Andhika prasetyo | Politik dan Hukum

PRESIDEN Joko Widodo meminta perguruan-perguruan tinggi tidak membebani dan membatasi mahasiswa dengan program-program studi.

Sebaliknya, institusi-institusi pendidikan harus bisa memfasilitasi tenaga didik mereka untuk berkembang sesuai dengan talenta dan kemampuan masing-masing.

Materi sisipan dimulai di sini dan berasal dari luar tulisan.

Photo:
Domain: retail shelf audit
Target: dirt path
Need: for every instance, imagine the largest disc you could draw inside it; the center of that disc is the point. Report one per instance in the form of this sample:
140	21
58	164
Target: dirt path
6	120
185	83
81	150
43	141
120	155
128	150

"Mahasiswa jangan dipagari oleh terlalu banyak program-program studi di fakultas. Ini saya kira sudah berkali-kali saya sampaikan, tapi akan saya ulang terus," ujar Jokowi saat memberikan sambutan pada Pertemuan Majelis Rektor Perguruan Tinggi Negeri Indonesia di Universitas Sebelas Maret, Surakarta, Jawa Tengah, yang diunggah melalui kanal Youtube Sekretariat Presiden, Selasa (14/9).

Selama ini, kepala negara sangat menyadari bahwa pilihan prodi, jurusan dan fakultas yang diambil mahasiswa sering kali tidak berdasarkan kesukaan.

Mereka memilih itu lantaran tidak mempunyai pilihan lain, baik karena faktor nilai di sekolah menengah maupun ekonomi.

Baca juga: Tanpa Penguatan KASN, PP Disiplin PNS Tidak akan Efektif

"Beri fasilitas kepada mahasiswa untuk mengembangkan talenta sesuai pilihan mereka. Kita tahu pilihan prodi, jurusan, dan fakultas tidak selalu berdasarkan pada talenta. Ketidakcocokan itu terasa saat kuliah dan kita lihat banyak orang bisa berkarir jauh dari ilmu di ijazahnya," tutur mantan wali kota Solo itu.

Ia pun menjadikan Menteri Kesehatan Budi Gunadi Sadikin sebagai contoh. Sebagaimana diketahui, mantan direktur utama Bank Mandiri itu menghabiskan masa kuliah untuk mempelajari teknik fisika nuklir.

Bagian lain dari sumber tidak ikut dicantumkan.